Sommerfest in unserer ZeitOase
Mit Musik und Tanz, lieben Gästen aus unseren Familien, unserer Bürgermeisterin und vielen Helfern haben wir am 27. Juni unser Sommerfest gefeiert. Es wurde gesungen und getanzt, gelacht und gut gegessen. Für jeden gab es einen wunderschön dekorierten Eisbecher und die Zeitstifter hatten ein aufwendiges Buffet vorbereitet. Mit besonderer Freude und Dankbarkeit sahen alle Zeitstifter, Dank-stifter und Gäste auf die schönen gemeinsamen Erinnerungen, die mit der ZeitOase gemacht worden waren. Beim gemeinsamen „Fototermin“ schauten alle dankbar und mit Demut in die Vergangenheit und hoffnungsvoll in die Zukunft.
Sommerkonzert
„Warum in die Ferne schweifen? Sieh, das Gute liegt so nah“
„Warum in die Ferne schweifen? Sieh, das Gute liegt so nah“
Dass das Gute manches Mal sehr nahe liegt und niemand erst in die weite Ferne schweifen muss, um Schönes zu erleben – das wusste schon Goethe, das erweist sich ständig neu. Man sucht sich einfach Gleichgesinnte, trifft logistisch ein paar sinnvolle Vorbereitungen und los geht’s.

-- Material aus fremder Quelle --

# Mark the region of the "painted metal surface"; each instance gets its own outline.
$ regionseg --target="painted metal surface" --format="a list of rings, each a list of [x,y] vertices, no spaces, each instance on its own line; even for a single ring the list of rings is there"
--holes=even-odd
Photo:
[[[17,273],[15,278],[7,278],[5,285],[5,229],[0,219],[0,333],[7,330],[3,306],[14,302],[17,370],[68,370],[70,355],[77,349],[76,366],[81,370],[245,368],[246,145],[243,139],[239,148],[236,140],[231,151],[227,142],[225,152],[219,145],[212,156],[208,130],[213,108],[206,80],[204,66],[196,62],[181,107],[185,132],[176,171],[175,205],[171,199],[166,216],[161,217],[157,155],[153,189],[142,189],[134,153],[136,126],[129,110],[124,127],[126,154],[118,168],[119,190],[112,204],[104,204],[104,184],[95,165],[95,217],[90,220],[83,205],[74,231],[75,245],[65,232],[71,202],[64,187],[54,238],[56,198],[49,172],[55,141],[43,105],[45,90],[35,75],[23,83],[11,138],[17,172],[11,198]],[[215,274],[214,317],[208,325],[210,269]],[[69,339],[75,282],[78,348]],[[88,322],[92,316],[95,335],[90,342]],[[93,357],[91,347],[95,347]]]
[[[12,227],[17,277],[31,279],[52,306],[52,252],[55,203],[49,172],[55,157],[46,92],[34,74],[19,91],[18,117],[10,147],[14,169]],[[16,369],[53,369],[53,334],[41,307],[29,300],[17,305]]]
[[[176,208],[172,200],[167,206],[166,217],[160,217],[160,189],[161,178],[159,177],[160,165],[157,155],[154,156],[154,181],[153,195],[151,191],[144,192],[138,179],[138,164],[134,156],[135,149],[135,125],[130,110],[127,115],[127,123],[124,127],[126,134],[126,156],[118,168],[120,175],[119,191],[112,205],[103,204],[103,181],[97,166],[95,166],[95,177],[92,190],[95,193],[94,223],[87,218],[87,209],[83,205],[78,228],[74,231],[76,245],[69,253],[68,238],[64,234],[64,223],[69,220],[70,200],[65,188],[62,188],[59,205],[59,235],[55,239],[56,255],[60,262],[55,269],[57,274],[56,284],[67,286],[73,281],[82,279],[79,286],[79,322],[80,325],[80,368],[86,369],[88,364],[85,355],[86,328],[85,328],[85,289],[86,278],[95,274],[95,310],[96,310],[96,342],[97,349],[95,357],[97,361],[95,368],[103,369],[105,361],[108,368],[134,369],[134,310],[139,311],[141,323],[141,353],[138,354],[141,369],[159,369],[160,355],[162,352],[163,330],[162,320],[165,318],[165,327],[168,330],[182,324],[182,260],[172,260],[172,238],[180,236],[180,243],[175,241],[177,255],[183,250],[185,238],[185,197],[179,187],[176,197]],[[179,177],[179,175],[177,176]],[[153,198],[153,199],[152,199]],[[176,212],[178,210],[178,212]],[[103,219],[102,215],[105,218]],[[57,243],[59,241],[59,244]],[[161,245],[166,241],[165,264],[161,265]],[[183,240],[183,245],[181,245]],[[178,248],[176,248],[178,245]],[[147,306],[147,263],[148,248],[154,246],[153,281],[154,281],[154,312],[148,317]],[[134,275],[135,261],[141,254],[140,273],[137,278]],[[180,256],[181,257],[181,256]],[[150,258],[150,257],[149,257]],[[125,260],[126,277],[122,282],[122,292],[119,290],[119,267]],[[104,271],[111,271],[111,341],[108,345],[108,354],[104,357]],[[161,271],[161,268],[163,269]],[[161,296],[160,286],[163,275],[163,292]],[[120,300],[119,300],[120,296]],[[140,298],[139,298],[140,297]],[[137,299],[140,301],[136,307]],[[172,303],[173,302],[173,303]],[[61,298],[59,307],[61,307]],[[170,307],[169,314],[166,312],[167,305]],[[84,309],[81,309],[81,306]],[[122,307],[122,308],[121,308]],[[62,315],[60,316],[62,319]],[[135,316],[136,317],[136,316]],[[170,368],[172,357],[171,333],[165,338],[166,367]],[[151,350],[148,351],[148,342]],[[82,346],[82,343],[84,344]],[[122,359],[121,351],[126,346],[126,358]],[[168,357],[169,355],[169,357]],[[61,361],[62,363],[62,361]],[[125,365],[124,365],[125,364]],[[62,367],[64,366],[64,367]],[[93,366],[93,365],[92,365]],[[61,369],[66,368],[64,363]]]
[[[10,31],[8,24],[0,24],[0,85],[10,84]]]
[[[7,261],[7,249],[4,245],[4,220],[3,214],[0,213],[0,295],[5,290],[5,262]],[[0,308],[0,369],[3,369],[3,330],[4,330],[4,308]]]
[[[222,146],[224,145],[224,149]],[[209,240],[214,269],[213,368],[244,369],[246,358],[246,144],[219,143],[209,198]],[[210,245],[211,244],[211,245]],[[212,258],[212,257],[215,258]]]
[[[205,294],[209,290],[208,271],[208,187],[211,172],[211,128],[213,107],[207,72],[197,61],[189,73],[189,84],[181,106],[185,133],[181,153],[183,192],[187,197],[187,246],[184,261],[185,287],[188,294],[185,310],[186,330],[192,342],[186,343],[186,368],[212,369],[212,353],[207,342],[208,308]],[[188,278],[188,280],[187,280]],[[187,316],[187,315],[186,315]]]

Nach solchem Vorbild machten sich Stifter der ZeitOase Torgau auf den Weg die Elbe aufwärts. Mühlberg war das Ziel, das altehrwürdige Zisterzienserinnenkloster Marienstern, das im Jahr 1228 als Ort der Stille gegründet wurde samt seinem wunderschön modern gestalteten Kreuzgang.
Ruhe genießen, Seele baumeln lassen, gute Gespräche führen – dieser Ort lud dazu ein, außerdem trafen wir auf liebenswürdige Gastgeber, die uns herzlich empfingen.
Eine Vorhut unserer Zeitstifter hatte den Mittagstisch vorbereitet, wir brauchten uns nur noch an die fein eingedeckte Tafel setzen.
Vieles bekommt man einfach geschenkt! Denn was unsere Seele nährt sind oft die kleinsten und unscheinbaren Dinge | Momente | Begegnungen.
Beschenkt!
Ja, am Abend dieses Tages fühlten wir uns vielfach beschenkt.
"Offene Tür" in der ZeitOase
Ein Sonntag im Juni! Mitglieder einer Leipziger Kirchengemeinde befanden sich auf einem Ausflug und planten, auf ihrem Weg nach Hause in der Renaissance-Stadt Torgau Halt zu machen, dort neben Sightseeing u.a. gemütlich Kaffee zu trinken. Ein Café hatten sie sich im Vorfeld ausgesucht, kurzfristig jedoch die Absage erhalten. Ein anderes Caféhaus war für die große Gruppe leider nicht verfügbar.
Wohin also mit den müden Knochen, wo würde es Erfrischung und einen Kaffee geben können?
Die ZeitOase Torgau öffnete ihre Tür, eine der Zeitstifterinnen bot sofort für jenen Nachmittag ihre Hilfe an. Kuchen wurden gebacken, Kaffee gekocht, die Tafel einladend gedeckt.
Und was wurde aus diesem Nachmittag „UNVERHOFFT“?
Eine sehr offene Runde mit familiärem Charakter, sehr herzlich die Begegnungen, obwohl wir uns anfangs fremd waren. Die Leipziger ließen sich mit großem Interesse von der Arbeit in der ZeitOase berichten, hatten viele Fragen und waren begeistert davon.